By Boyd Champness

SOUTH Korea has rejected 20 tonnes of Australian beef, claming the meat contained unacceptable levels of endosulfan residues – a pesticide used by cotton producers.

The move by South Korea – Australias third-largest beef market – has re-ignited tensions between cotton growers and the beef industry. The shipment was rejected two weeks ago.

Australian federal agriculture minister Mark Vaile has met with cotton and beef industry leaders to find a solution to the pesticide contamination outbreak.

“The Minister is determined to put an end to the problem – he will not allow Australias reputation as an exporter of healthy beef products to be jeopardised,” a spokesman told The Weekly Times.

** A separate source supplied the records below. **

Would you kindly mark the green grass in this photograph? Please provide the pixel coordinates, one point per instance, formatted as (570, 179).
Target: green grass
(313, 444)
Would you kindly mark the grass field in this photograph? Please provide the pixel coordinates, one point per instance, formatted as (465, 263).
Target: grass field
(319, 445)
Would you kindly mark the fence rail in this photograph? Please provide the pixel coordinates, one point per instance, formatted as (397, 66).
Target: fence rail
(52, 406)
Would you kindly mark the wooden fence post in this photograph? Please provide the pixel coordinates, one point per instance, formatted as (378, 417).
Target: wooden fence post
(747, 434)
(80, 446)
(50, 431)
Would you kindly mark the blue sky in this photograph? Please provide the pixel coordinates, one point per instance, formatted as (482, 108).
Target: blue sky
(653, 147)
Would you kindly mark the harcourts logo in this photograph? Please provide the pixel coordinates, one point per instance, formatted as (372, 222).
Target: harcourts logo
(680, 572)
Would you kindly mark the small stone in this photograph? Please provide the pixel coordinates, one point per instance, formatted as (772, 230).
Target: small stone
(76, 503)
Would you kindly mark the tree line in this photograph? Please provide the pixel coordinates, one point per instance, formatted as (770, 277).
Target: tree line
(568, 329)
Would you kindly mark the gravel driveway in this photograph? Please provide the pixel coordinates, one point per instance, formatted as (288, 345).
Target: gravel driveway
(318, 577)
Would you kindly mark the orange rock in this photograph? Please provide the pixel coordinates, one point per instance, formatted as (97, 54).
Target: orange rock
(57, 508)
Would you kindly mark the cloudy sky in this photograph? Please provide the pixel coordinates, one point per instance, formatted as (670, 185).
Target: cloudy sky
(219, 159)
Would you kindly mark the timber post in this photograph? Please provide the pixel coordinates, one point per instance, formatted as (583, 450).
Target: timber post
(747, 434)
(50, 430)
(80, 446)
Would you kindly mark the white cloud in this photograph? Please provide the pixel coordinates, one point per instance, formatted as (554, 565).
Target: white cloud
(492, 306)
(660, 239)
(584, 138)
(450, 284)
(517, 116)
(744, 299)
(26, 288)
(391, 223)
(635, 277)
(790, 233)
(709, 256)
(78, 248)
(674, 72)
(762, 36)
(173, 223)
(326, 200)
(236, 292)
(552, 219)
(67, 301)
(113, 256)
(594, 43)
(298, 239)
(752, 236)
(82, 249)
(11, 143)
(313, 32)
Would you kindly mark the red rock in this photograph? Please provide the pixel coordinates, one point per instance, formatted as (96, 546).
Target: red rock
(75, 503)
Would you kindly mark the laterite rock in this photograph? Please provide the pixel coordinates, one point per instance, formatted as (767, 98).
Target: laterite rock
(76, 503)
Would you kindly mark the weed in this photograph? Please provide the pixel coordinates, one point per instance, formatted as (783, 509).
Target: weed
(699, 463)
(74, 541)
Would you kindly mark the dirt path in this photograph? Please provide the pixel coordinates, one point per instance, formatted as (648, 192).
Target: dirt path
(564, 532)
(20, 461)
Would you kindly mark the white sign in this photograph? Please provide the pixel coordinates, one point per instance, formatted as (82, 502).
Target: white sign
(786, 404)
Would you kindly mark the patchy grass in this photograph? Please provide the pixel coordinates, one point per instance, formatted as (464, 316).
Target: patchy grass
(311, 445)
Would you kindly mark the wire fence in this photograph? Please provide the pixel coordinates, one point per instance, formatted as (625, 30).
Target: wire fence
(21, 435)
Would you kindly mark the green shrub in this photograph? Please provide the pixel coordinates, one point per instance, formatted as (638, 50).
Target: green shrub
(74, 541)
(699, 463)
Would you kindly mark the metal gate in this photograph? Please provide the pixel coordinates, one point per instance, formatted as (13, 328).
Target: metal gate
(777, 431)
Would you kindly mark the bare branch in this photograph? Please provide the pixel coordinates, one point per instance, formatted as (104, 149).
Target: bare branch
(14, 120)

Industry experts predict Mr Vaile will introduce tougher spraying regulations for cotton growers, greater powers for the Environmental Protection Agency and a review of the conditions under which endosulfan can be used.

The latest discovery follows an endosulfan scare in December, when cattle from 10 properties in New South Wales and Queensland were rejected by export abattoirs and the cotton industry was forced to offer compensation.

Beef industry leaders played down the trade implications of the Korean incident. They pointed out that the affected consignment was a tiny fraction of Australias 120,000-tonne, A$130 million (£51m) trade with that country, and was the first failure out of 492 tests for endosulfan residue.

Frustrated Cotton Australia executive director Gary Punch told the paper that a small group of renegade cotton growers were responsible for the contamination outbreak.